La recherche pour une veille et une innovation permanentes

 

Le cycle des produits financiers est rythmé par de nombreuses innovations financières. Les sociétés de gestion innovantes l’ont bien compris, et n’hésitent pas à développer des départements entiers de chercheurs. L’étudiant y met les pieds typiquement à l’occasion d’une thèse préparée en entreprise (Convention Industrielle de Formation par la Recherche ou CIFRE), et les profils quantitatifs formés à l’ENSAE y sont légion. L’idée est de faire bénéficier l’industrie financière des dernières avancées des mathématiques et de la physique.

 

Le macro-économiste permet pour sa part de décrypter les signaux observés sur les marché, de les mettre en perspective, et de tenter d’anticiper les évolutions futures.

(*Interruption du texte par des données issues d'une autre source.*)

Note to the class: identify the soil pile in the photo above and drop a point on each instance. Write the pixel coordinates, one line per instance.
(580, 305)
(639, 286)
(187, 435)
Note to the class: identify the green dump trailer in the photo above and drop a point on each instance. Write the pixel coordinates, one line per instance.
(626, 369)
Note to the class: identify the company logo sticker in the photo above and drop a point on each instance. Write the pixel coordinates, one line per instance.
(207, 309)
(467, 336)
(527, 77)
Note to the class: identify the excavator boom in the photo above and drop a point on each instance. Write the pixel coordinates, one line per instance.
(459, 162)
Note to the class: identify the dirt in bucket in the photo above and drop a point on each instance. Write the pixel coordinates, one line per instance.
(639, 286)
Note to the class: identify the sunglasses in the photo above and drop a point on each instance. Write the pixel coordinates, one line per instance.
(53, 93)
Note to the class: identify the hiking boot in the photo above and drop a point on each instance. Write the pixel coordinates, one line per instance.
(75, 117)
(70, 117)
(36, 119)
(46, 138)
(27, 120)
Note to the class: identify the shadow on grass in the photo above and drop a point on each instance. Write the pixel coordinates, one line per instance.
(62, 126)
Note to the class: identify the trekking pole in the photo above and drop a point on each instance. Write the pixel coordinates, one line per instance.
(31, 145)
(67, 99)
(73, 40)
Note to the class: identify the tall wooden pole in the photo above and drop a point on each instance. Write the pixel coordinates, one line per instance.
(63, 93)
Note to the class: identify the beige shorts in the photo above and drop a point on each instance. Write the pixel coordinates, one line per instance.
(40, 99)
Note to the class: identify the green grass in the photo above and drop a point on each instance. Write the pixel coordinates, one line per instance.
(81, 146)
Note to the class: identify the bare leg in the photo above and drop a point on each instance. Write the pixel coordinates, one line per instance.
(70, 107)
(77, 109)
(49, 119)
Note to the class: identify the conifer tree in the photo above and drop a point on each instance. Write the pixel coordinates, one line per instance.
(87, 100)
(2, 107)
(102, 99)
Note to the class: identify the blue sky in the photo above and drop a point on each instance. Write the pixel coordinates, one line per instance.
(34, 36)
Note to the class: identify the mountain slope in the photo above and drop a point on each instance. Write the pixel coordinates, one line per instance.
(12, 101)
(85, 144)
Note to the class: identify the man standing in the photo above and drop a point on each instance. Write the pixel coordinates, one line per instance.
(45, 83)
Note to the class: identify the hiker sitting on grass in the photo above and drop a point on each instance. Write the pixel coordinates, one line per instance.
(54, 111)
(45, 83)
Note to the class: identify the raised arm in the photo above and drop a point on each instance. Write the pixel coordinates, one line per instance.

Ce métier nécessite, en sus de solides connaissances en économie, des compétences en communication, car c’est souvent le macro-économiste de la société de gestion qui est mis en avant devant les clients, dans la presse, et qui anime une partie des réunions de gestion internes à la société.

 

Autour de la fonction commerciale

 

Pour l’essentiel, ces sont les besoins de reporting des clients qui ont conduit les sociétés de gestion à se doter de profils quantitatifs, jusqu’à des actuaires, dans les départements commerciaux. En effet, les clients institutionnels des sociétés de gestion, qui sont souvent des sociétés d’assurance ou des organismes de retraite, doivent s’adapter à des réformes sur le pilotage de leur solvabilité ou de leur gestion actif / passif. Depuis les premiers stress tests imposés aux assureurs sur leurs actifs, des sociétés de gestion ont compris l’intérêt de proposer dans leur reporting une prestation d’actuaire intégrée, visant notamment à rendre possible la production d’états réglementaires (par exemple, les différents paramètres SCR d’un portefeuille, en application de la réglementation Solvabilité 2). Ces profils sont naturellement utilisés dans les phases d’avant-vente, et pour la conception des produits de la société de gestion.